Benchmark ecosystem analysis: Shows how dataset design and supervision regimes shape learning paradigms, including scalability constraints.

4D world modeling framing: Situates the extension from 3D to 4D (temporal) scene understanding as an emerging frontier, alongside 2D-supervised 3D learning and neural implicit fields.

Method Details

Survey/cookbook format. No novel method proposed. The paper synthesizes existing work into a structured taxonomy organized around three axes:

1. Data Representations: Point clouds, meshes, voxel grids, RGB-D, multi-view images, CAD/B-Rep models, neural implicit fields, 3D Gaussians — each with efficiency-fidelity tradeoffs. 2. Datasets & Benchmarks: How benchmark design constrains and enables progress (ScanNet, nuScenes, BEHAVIOR, etc.). 3. Modeling Paradigms: Geometry-based pipelines, 2D-supervised 3D learning, implicit neural fields, and 4D video/world modeling.

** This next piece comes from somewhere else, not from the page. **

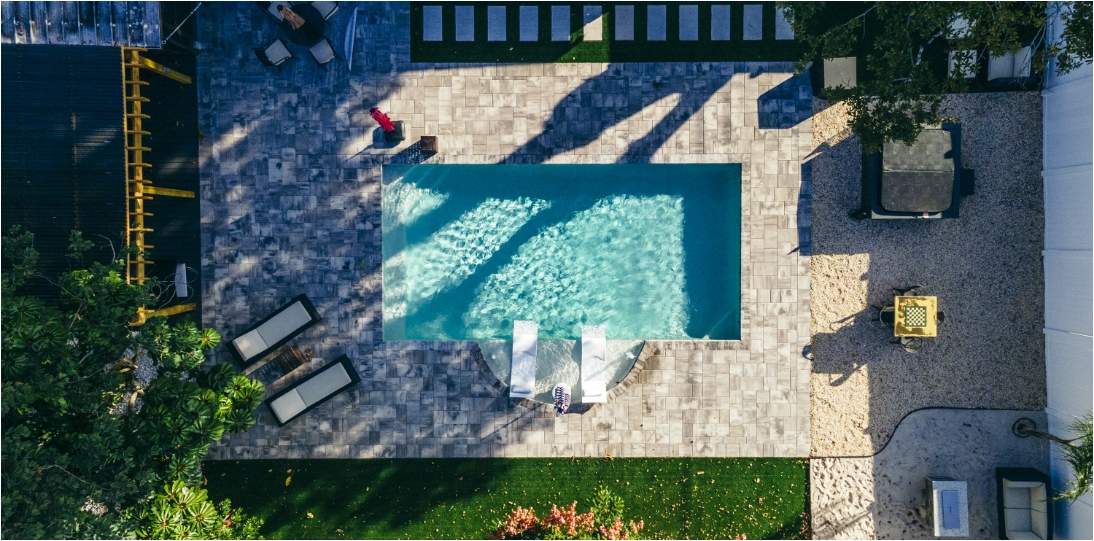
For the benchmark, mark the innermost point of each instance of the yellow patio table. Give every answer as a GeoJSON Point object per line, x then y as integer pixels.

Authors: Hongyang Du (Brown), Zongxia Li (UMD), Dawei Liu (UPenn), et al. Accepted to CVPR 2026 OpenSUN3D Workshop.

Key Results

This is a survey paper — no experimental results. The contribution is organizational/synthetic:

Repository: https://github.com/Hongyang-Du/awesome-3d-datasets

Framework connecting 4D world modeling to the broader 3D vision landscape.

Identified trend: emerging work on balancing efficiency and fidelity in temporal scene understanding.

Limitations & Future Work

- Survey format — no new methods or experiments.

4D world modeling section is brief (~1 page) given scope; a dedicated survey on that topic would be valuable.

Rapidly evolving area; taxonomy may need updating as 3D Gaussian splatting and neural rendering mature.

Relevance to Patrick's Research

Moderate relevance. The 4D world modeling framing connects to video prediction and temporal world model research. The taxonomy is useful background for understanding how different 3D representations feed into world modeling systems. However, this is primarily a survey/educational resource rather than a research contribution.